People often refer to New Orleans as "The Big Easy" because of the laid back, easygoing attitude of most of the people in the city. While the term is now synonymous with New Orleans, the origins of the term have been shrouded in mystery. Thus, if you ask more than 100 people the question of why is New Orleans called The Big Easy, there are likely to be more than 100 different answers.
A few references to New Orleans as "The Big Easy" date back 100 years, at the turn of the 20th century. It appears that around 1910, a dance hall called the Big Easy existed for a short time. Gretna, the New Orleans neighborhood near where the club was located, makes this explanation plausible. However, after this club was disbanded, the term did not immediately become a part of everyday vernacular. Yet, the name of the club has been used in writings that are set during the time it was operational.
Another possible explanation for this nickname is because of New Orleans' place as the originator of the easygoing, smooth jazz of the South. Because the city was the home of a number of clubs, musicians had relatively few problems finding employment and supporting themselves in their craft. Musicians from all over the country came to the city and performed in front of crowds of jazz lovers in clubs and private parties. New Orleans also offered affordable housing for these musicians.

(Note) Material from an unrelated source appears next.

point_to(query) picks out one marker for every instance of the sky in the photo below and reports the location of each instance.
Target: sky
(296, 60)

The origin of "The Big Easy" could also date back to Prohibition. During the 1920s, the federal government enforced strict laws concerning the sale and distribution of alcoholic beverages. Violators erected speakeasies that sold illegal liquor, and the federal government conducted a number of raids throughout the country. However, the federal government unsuccessfully raided many establishments in New Orleans. The city became known as the big speakeasy because of its ability to outwit the government.
Although the above explanations are valid, wide use of the term did not seem to surface until the 1970s. Before the 1970s, New Orleans was known simply as "The Crescent City." In the 1970s, though, Betty Gillaud, a columnist at the Times Picayune of New Orleans, felt the need to counter the "I Love New York" hype. While residents of New York, "The Big Apple," led hectic, rushed lives, the people of New Orleans moved at a relaxed pace and had easygoing lives. Thus, "The Big Easy" was born.

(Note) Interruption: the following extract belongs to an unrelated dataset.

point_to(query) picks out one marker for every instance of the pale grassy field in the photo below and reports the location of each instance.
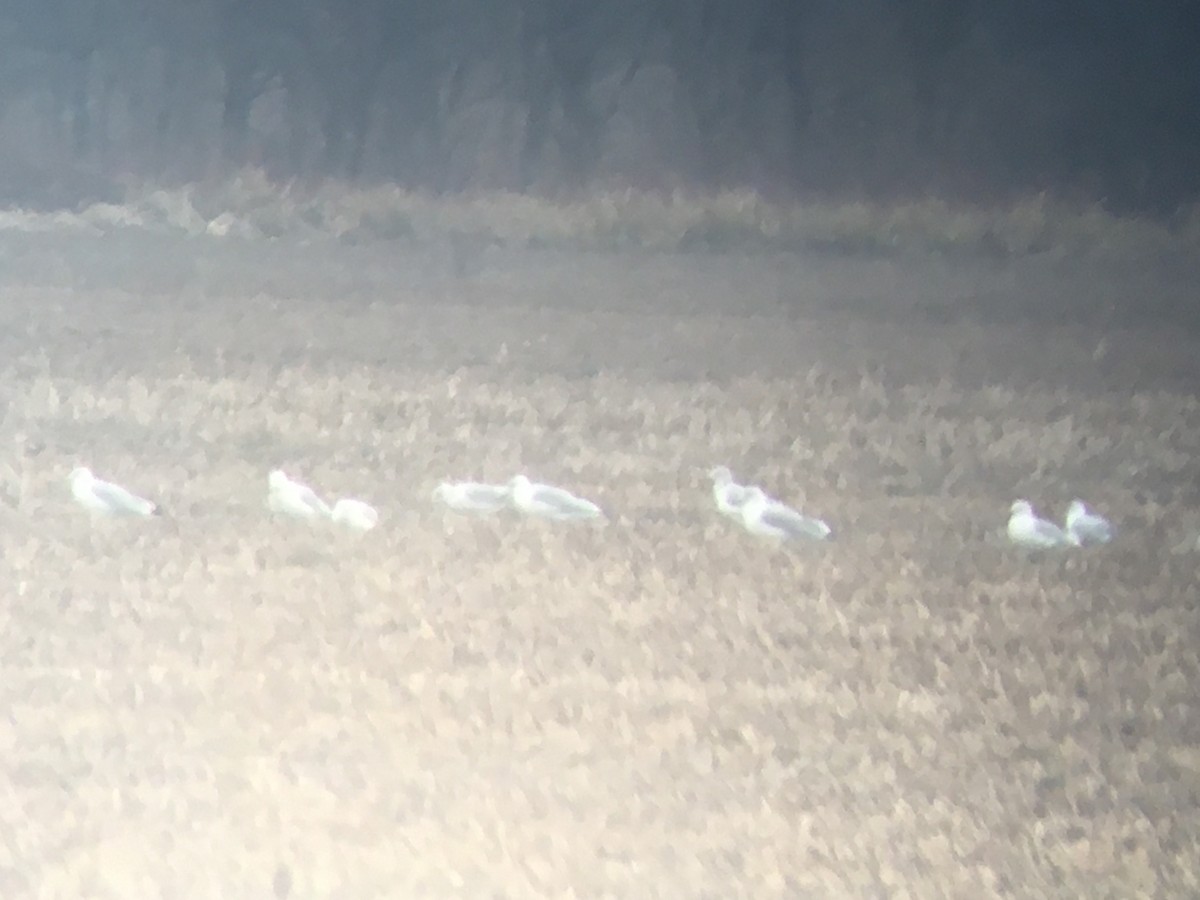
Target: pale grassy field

The name got further legs when James Conaway wrote a novel of the same name, which was set in New Orleans. His novel served as a basis for the 1987 movie "The Big Easy." The name also became used for sports teams and other things in the city.
Like any popular culture reference, New Orleans transition to becoming known as "The Big Easy" is inconclusive and has become a local legend. It doesn't matter, though, because the term perfectly the suits the environment of the city and the festive nature of the people who live there. Even in times of tragedy, New Orleans still holds on to its friendly, relaxed quality and tells the world that the party must go on.